State of Folly 3 - How Michael Crichton was wrong: Humans insignificant?

This is the third in a series of posts related to Michael Crichton's State of Fear, which I just read this summer. [previous posts here and here]

On p. 709, one of Crichton's key characters, John Kenner, who he presents as the level-headed, intelligent understander of all things climate, says, after describing the ordinary violence of the earth's weather:
The nasty little apes that call themselves human beings can do nothing except run and hide.  For these same apes to imagine they can stabilize this atmosphere is arrogant beyond belief.  They can't control the climate.
Yet we know that to be undeniably false.  We are, in fact, already controlling the climate.  We've raised it a degree or so Celsius in the last 100 years.  "Unequivocally" according to the best climate science on the planet.  We may not be "controlling" it very well--more like sending it out of control.  The point he was trying to make is that humans are just too small to make any difference to the enormity of the earth's systems.  Wrong.

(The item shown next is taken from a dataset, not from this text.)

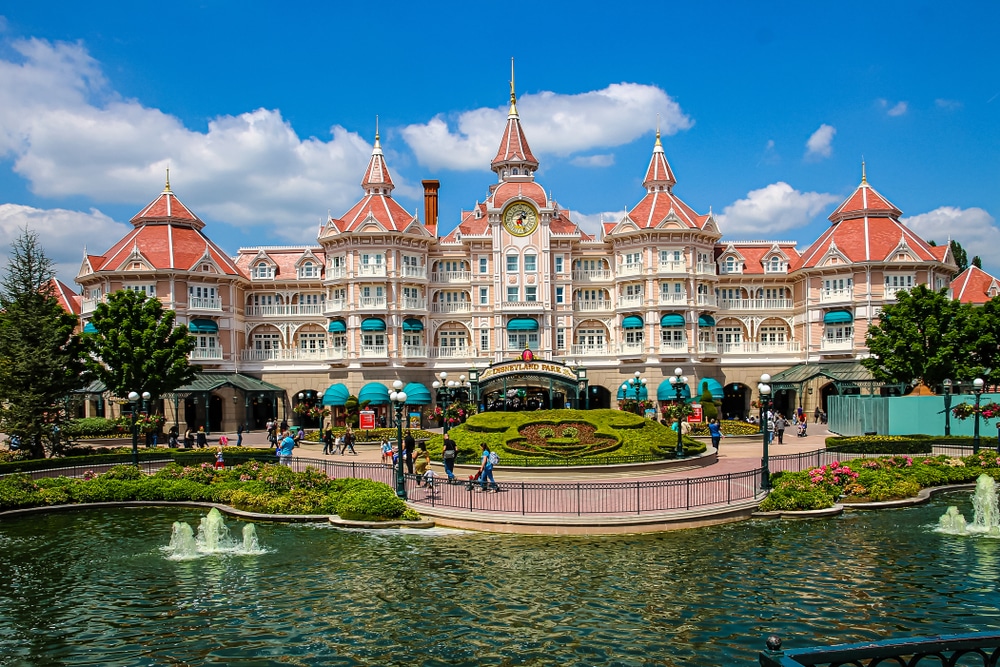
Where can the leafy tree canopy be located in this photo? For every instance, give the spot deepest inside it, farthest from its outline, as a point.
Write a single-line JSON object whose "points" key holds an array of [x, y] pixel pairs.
{"points": [[137, 347], [41, 356]]}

In fact, we humans are not only affecting the climate, but we've even been affecting the daily weather for quite some time. A 1998 study by ASU climatologists Cerveny and Balling showed that it rains more on the weekends on the East Coast.  Since a 7-day week is a human contrivance, the only explanation is that it's human influenced.  (Most likely caused by pollution in the air, which varies according to the work week.)

So we "apes" are affecting the climate AND the weather.  Crichton may be right that we will be unable to stabilize this atmosphere, but we sure better stop destabilizing it faster and faster.